44. 【エリーゼ視点】語り合うふたりの王女

(どうして、こんなことになってしまったんだろう……。どこで間違えてしまったんだろう)


 エルフ里の牢屋に入れられ、私は答えの出ない自問自答を繰り返した。罪人をとらえるための檻――この中こそ、私に相応しい居場所に思えた。


 ティファニアの言葉のとおり。王国にいたときのような尋問もなく、私への扱いは丁寧だった。国が滅びゆく中、私はこんなところで何をしているのか――それすらも私の心を苛む。



(よりにもよって、助けを求める相手に武器を向けてしまうなんて。終わった――終わってしまった)


 どうしてティファニア――エルフ里の王女を人質にとって、言うことを聞かせようなどと考えてしまったのだろう。


 最後の希望が腕の中からすり抜けていく絶望と、どうにかしないといけない焦り――気がついたら体が動いていたのだ。私に許されたのは、あの場からテコでも離れずに許しを乞うことだけだったのに。


(いいえ、エリーゼ。あなたに諦める権利なんてない。手遅れでも関係ない。あなたに残された道は、どこまでいってもそれだけなんだから)

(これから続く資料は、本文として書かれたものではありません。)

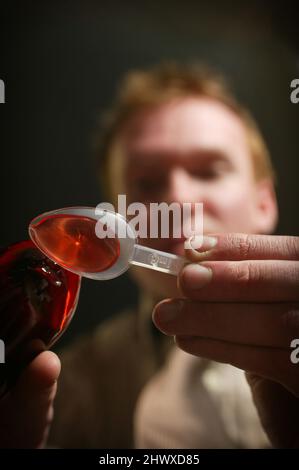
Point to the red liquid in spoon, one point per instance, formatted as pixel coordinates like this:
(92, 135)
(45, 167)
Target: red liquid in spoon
(71, 241)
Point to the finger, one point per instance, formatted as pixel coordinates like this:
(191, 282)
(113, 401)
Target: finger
(273, 324)
(241, 246)
(271, 363)
(241, 281)
(32, 400)
(41, 374)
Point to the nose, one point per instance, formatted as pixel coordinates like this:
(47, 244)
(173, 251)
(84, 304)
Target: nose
(181, 187)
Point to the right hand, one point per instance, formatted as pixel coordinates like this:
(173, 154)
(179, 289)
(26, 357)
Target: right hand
(26, 411)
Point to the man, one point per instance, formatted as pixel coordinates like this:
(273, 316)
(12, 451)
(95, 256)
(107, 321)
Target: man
(177, 135)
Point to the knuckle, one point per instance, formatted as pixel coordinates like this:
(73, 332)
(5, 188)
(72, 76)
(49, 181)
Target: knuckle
(244, 243)
(290, 322)
(244, 273)
(292, 245)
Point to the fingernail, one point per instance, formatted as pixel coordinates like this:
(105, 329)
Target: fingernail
(201, 244)
(196, 276)
(167, 311)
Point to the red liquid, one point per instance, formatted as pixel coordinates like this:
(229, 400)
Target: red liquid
(72, 242)
(37, 301)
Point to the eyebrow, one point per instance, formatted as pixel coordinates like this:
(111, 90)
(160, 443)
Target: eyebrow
(146, 160)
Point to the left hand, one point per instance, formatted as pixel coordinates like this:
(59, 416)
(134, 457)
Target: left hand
(241, 306)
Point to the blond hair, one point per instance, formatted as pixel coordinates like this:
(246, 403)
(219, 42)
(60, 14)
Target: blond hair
(148, 88)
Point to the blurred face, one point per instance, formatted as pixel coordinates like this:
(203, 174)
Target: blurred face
(189, 150)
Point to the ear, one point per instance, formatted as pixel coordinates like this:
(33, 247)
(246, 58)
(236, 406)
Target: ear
(266, 206)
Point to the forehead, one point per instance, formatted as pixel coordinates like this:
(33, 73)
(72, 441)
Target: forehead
(183, 125)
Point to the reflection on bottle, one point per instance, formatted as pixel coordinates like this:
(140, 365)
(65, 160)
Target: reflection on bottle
(37, 301)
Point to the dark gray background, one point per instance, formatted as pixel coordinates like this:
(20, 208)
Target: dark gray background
(61, 62)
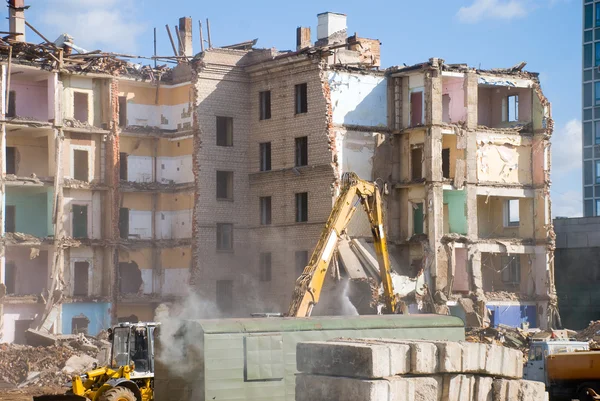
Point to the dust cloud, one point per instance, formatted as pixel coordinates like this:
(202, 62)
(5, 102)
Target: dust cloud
(173, 338)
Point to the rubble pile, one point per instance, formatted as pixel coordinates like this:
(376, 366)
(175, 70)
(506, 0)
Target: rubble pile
(28, 366)
(589, 332)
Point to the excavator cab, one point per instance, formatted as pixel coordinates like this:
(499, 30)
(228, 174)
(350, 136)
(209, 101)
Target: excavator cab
(133, 343)
(129, 375)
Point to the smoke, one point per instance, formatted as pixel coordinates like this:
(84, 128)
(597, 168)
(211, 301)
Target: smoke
(174, 338)
(348, 309)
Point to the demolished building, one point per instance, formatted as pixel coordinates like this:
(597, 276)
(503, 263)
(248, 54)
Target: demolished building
(125, 185)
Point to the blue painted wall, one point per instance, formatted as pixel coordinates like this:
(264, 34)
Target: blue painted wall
(513, 315)
(97, 313)
(510, 315)
(358, 99)
(33, 209)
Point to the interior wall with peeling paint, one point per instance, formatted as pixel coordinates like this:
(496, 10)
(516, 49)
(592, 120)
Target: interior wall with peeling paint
(73, 85)
(14, 313)
(170, 110)
(456, 202)
(91, 143)
(358, 99)
(492, 106)
(450, 142)
(31, 99)
(32, 206)
(31, 271)
(31, 156)
(97, 313)
(144, 313)
(504, 159)
(93, 202)
(492, 266)
(453, 99)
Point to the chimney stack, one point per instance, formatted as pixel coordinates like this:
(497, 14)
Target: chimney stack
(185, 31)
(302, 38)
(16, 18)
(332, 29)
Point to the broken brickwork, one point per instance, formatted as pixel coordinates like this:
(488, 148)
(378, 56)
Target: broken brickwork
(216, 175)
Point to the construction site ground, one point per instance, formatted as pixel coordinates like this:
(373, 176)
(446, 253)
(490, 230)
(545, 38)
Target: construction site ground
(26, 394)
(27, 371)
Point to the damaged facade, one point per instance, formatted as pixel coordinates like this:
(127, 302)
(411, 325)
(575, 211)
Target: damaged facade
(471, 174)
(124, 186)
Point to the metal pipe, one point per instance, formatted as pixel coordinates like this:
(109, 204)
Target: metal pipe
(8, 72)
(208, 32)
(201, 36)
(171, 39)
(155, 47)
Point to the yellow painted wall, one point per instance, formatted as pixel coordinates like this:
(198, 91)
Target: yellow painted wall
(137, 146)
(147, 94)
(175, 201)
(145, 313)
(173, 148)
(142, 257)
(176, 257)
(417, 137)
(137, 201)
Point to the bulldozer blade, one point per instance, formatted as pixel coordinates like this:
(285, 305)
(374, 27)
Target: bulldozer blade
(59, 397)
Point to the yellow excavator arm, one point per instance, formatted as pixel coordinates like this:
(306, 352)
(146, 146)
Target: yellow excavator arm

(……でも無理に決まってる。これまでの許しを乞うどころか、リット様の愛するエルフの王女様に手を上げてしまったのよ)


 前に進むための希望が、どこにもなかった。それでも進むことを止めてはいけない――諦めることは決して許されない。死ぬそのときまで。



「私なんて死んでしまえば良い」


 でも自死を選ぶ勇気もなかった。

 今、エルフの里の者が、私をどうするか話し合っているのだろう。いっそのこと早く殺してほしかった。


「ごめんなさい、ごめんなさい、ごめんなさい……」


 何に対するでもない謝罪。


 王国での苛烈な尋問を経て、数日は飲まず食わずでここまで歩いてきたのだ――気力だけで持たせるには、とっくの昔に体は限界だった。

 いつの間にか、私は意識を失った。




◆◇◆◇◆


「テ、ティファニア様。こやつは貴方様を襲った大罪人です! 中に入るなど、とんでもありません!」

「大丈夫ですよ。彼女にもう害意はない。そんなことをしても願いは叶わない――分かってるはずですから」


 なにやら言い争う声に起こされ、ぼんやりと目を開けた。牢獄を開けたのはティファニア――私が人質に取ろうとしたエルフの王女であった。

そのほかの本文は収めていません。